A TOTAL of 69 people in Hampshire have tested positive for coronavirus.

Public Health England figures show that there are also three confirmed cases in Southampton, as well as three in Portsmouth and two on the Isle of Wight.

Across the UK around 55,000 people have coronavirus, the Government's chief scientific adviser has said, as the NHS moved to cancel all non-emergency surgery and 71 people are now known to have died.

Sir Patrick Vallance told MPs the hope was to keep the death toll to under 20,000 as he told of the huge amount of strain the health service will be under from Covid-19.

It comes as Prime Minister Boris Johnson told his Cabinet the coronavirus pandemic is a "war" that must be won as he set out plans for a team to tackle the outbreak and economic chaos.

NHS England chief executive, Sir Simon Stevens, also told MPs the NHS would be "flat out" helping coronavirus patients for the next four to six months.

He has sent a letter to hospitals telling them to prepare for a big influx of patients requiring ventilation and ordered moves to cancel non-emergency surgery by April 15 at the latest, alongside the discharge of medically fit people to free up beds.

During a hearing of the Health Select Committee, chairman Jeremy Hunt asked Sir Patrick whether the expected death rate was one fatality for every 1,000 cases, which would mean that there are "potentially 55,000 cases" at present.

Sir Patrick said: "We've tried to get a handle on that in Sage (Scientific Advisory Group for Emergencies) and if you put all the modelling information together, that's a reasonable ballpark way of looking at it.

"It's not more accurate than that."

He said the stringent measures introduced on Monday should "have a very significant effect on the peak" and lead to a reduction in cases and deaths after two to three weeks.

Asked whether it was hoped that deaths could potentially get below 20,000, Sir Patrick said: "That is the hope that we can get it down to that. To put that into perspective, every year in seasonal flu the number of deaths is thought to be 8,000.

"If we can get numbers down to 20,000 and below, that's a good outcome in terms of where we would hope to get to with this outbreak.

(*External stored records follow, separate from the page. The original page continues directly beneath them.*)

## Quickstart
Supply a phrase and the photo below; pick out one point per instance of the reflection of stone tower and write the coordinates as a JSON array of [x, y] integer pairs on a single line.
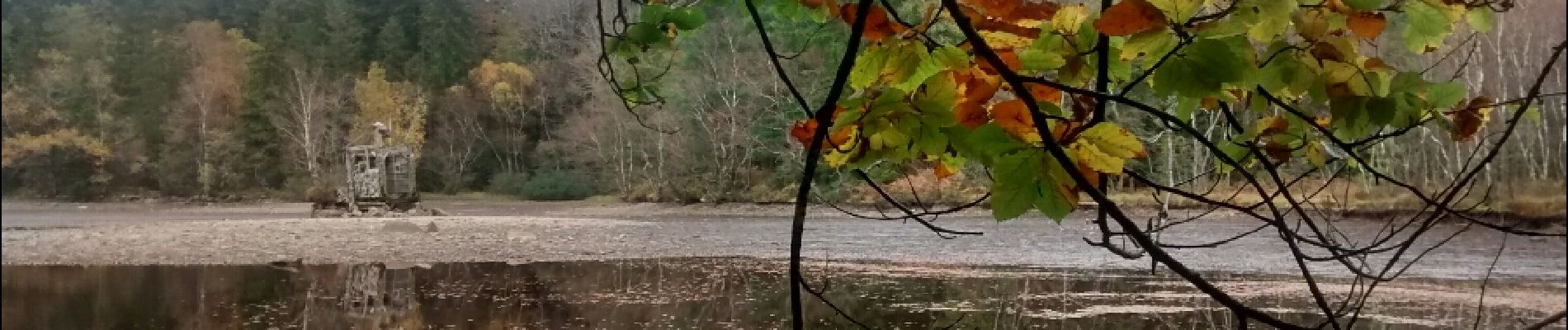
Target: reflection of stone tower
[[362, 296], [375, 293]]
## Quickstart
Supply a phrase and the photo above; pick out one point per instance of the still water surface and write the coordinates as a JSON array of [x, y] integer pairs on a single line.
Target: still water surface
[[682, 293]]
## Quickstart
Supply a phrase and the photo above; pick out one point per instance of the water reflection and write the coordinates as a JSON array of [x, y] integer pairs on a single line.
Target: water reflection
[[689, 293]]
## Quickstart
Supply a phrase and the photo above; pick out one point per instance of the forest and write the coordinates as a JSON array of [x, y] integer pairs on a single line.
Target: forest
[[254, 99]]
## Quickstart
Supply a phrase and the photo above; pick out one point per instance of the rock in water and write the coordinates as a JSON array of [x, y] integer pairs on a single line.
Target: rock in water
[[400, 227]]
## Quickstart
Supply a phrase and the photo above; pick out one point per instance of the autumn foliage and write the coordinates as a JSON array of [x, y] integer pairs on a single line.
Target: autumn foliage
[[1306, 75]]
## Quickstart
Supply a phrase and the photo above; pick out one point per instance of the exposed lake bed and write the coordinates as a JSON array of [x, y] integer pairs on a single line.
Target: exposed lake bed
[[609, 268]]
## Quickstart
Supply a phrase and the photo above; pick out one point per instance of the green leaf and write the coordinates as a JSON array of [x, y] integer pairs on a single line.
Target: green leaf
[[1350, 120], [937, 101], [687, 19], [1380, 110], [1270, 19], [1202, 71], [1364, 5], [1446, 94], [930, 64], [987, 143], [1151, 45], [1178, 10], [654, 15], [1017, 185], [1184, 106], [1040, 59], [1533, 113], [1481, 19], [1426, 27], [1051, 200], [867, 68], [643, 35], [930, 141]]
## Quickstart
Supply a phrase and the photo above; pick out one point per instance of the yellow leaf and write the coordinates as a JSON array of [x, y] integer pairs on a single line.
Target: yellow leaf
[[1001, 40], [1070, 19], [1315, 153], [1106, 148], [1113, 141], [1097, 158]]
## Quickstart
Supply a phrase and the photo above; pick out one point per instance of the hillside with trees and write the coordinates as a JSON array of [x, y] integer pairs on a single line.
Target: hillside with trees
[[253, 99]]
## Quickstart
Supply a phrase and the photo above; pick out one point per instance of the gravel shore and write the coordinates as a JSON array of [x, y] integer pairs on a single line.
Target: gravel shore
[[214, 235]]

"But that's still horrible, it's still an enormous number of deaths and an enormous pressure on the health service, and having spent 20 years as an NHS consultant as well as an academic, I know what that looks and feels like."

He warned that much was still unknown about what would happen once people are released from isolation and no longer told to undertake social distancing.

Sir Patrick said "that's one of the big unknowns in this which we are going to have to think about very carefully".

But he refused to be drawn on suggestions that the Government's measures could have to be kept in place for 18 months to prevent the virus resurging.